Константин. С.-Петербург, 30 декабря 1824 года
Толстой вчера опять мне говорил о Закревском и спорил со мною. Хороши дает резоны: ну как же Грушеньке не дали банта! Я его просил о сем не говорить; иной подумает, пожалуй, что Арсений точно от этого бросает место. Хотя он и слаб, но никогда не поверю, чтобы мог до такой степени баловать жену. Как бы ни было, нет ему моего благословения, пока не докажет мне, что не мог остаться или по болезни, или по другим каким-нибудь причинам. Да и эти причины не скоро приму. Он столько облагодетельствован государем, что как на войне должен не щадить последней капли крови для него, так и в мирное время не слишком думать о здоровье, если оно только дозволяет ему исполнять свои обязанности.

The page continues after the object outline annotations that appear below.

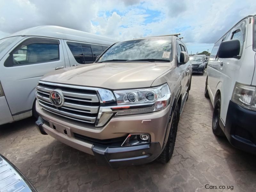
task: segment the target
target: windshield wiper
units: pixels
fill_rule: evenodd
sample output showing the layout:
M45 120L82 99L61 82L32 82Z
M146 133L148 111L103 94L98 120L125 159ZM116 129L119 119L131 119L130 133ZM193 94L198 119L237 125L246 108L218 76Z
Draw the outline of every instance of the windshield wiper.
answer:
M105 60L102 61L98 63L103 63L103 62L111 62L111 61L126 61L127 60L127 59L111 59L108 60Z
M149 61L154 62L155 61L164 61L170 62L170 60L168 59L134 59L133 60L127 60L127 61Z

Служить всякий должен, а особливо мы с ним, до самого нельзя.
1825 год
Александр. Москва, 7 января 1825 года
Вчера было открытие московского Колизея! Театр был полнехонек. Здание снаружи великолепно и внутри величаво, хотя и дурно расписано; этому можно помочь. Для театров нет иного цвета: или белый, или светло-голубой. Зачем не сделают фальшивый мрамор с золотом? Говорят, надобно 40 тысяч на это. Зачем жалеть 40 тысяч там, где положено полтора миллиона? Театр этот очень напоминает Сан Карло в Неаполе. Отовсюду видно хорошо, и довольно слышно – по сырости, еще существующей; только надобно бы устроить освещение. Ложи внутри расписаны темно-зеленым цветом; темно, и кажется, что дамы сидят как будто в пещерах: никого не разглядишь. Всем недостаткам можно помочь, но театр прекрасен и возьмет место между первыми в Европе, только слишком велик для здешней публики и должен дирекцию разорять. Это первое представление стоило 43 тысячи, выручки было только 5300, а был набит. Зрителей было, говорят, 2700 человек; я думал, более.